I created a mental map of the lesser known and most uncelebrated destinations around my home state.  In my mind this virtual chart looked like the work of some ancient anonymous cartographer on weathered parchment.  Rough boundaries were set purely on guesswork and hearsay, locations were misplaced and named at random.  Rather like a rendering of Middle Earth.  Sketches of sea serpents and mermaids and exotic plant life were sprinkled about in the vastness and out to the torn margins.  I savored the risk of falling off the edge of the known world with every adventure outward.  Always the journey, never the destination.

The Path of Least Insistence

Come Friday, spring through fall, the blue highways beckoned me to tease the unexpected and curious from the geography.  Those were the days that your route would be determined by a whim, not a satellite.  I remained mostly to myself.  People I encountered on the road could be helpful and informative, but I tried hard to keep the cast of my movie to a minimum and largely avoided others so as to claim ownership of all I saw and felt.  I certainly took note of towns and buildings, parks and farms, and other man-made donations to the landscape and its history, but I felt most at ease with the beautiful and simple disorder of nature.  The rushing streams, dusty forest roads, mountain trails, and the rolling fields behind the weathered farm buildings were what captured my eye and camera lens and filled me with serenity.

Trout Fishing in America

I began to stream fish.  Driving a tiny, cheaply-build, used Japanese sports car with a luggage rack on the trunk, I ventured out with a sleeping bag, pillow, tent and duffel.  In my pack was a 35 mm camera, rolls of slide film and my journal. The trunk held a tent and a camp stove for coffee.  A fishing pole, worms, and tackle box were on the bucket seat beside me.  ‘Dude, get a truck!’ you say.  But my speedy drop-top Datsun 1600 roadster and I would climb mountains, ford streams, race freight trains along the Columbia Gorge, camp in the outback, and park behind fleabag hotels where somehow nothing got stolen from the open two-seater with the keys under the driver’s seat..

Author Richard Brautigan wrote several offbeat collections of poetic prose which became cult classics in the 1960s and 70s.  The series of short essays in “Trout Fishing in America” paint a thoughtfully surreal picture of living deeply in life and nature.  Brautigan, unfortunately, eventually succumbed to the disability and death common to those artists who could never achieve the expectations of their deep impressionistic insights.

In the title story he depicts a trout stream in southern Idaho as a metaphor for self-discovery within the flow of nature. That somehow made sense to me — in spite of the fact I was no kinda fisherman of the Zen persuasion. I cast to kill, severed the heads, and ate the prey. In a spiritually ritualistic way of course. Catch and release with no live bait was inelegantly silly and too damn much work, and I didn’t care who knew I thought so. The lesson being it’s important to keep some grip on reality when you’re learning to take trips into untested dimensions. Lest you disappear entirely. Like Brautigan. Like great writers too often do. I only ask that I be spared until I’m ready.

The Call of the Mild

To this day I will swerve off the road on a sunny drive to spend a moment or an hour or a day by a river. It was in simple sacred spots on these shores a half a life ago that I first heard the silent whisper of what would be a ’calling to self.’

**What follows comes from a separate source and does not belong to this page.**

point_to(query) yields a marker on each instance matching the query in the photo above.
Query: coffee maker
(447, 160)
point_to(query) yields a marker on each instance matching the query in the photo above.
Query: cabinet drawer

I would choose retreats like this, and still do, because it is here I seem to find prayer in the invisible order of things. Unquestioning…just letting the road or the river take me to where I need to go. In those days I was not certain where that call would lead me, but over time I came to know I was experiencing, as my beautiful and occasionally confused lifelong buddy Margo would call it: the carrot at the end of the tunnel.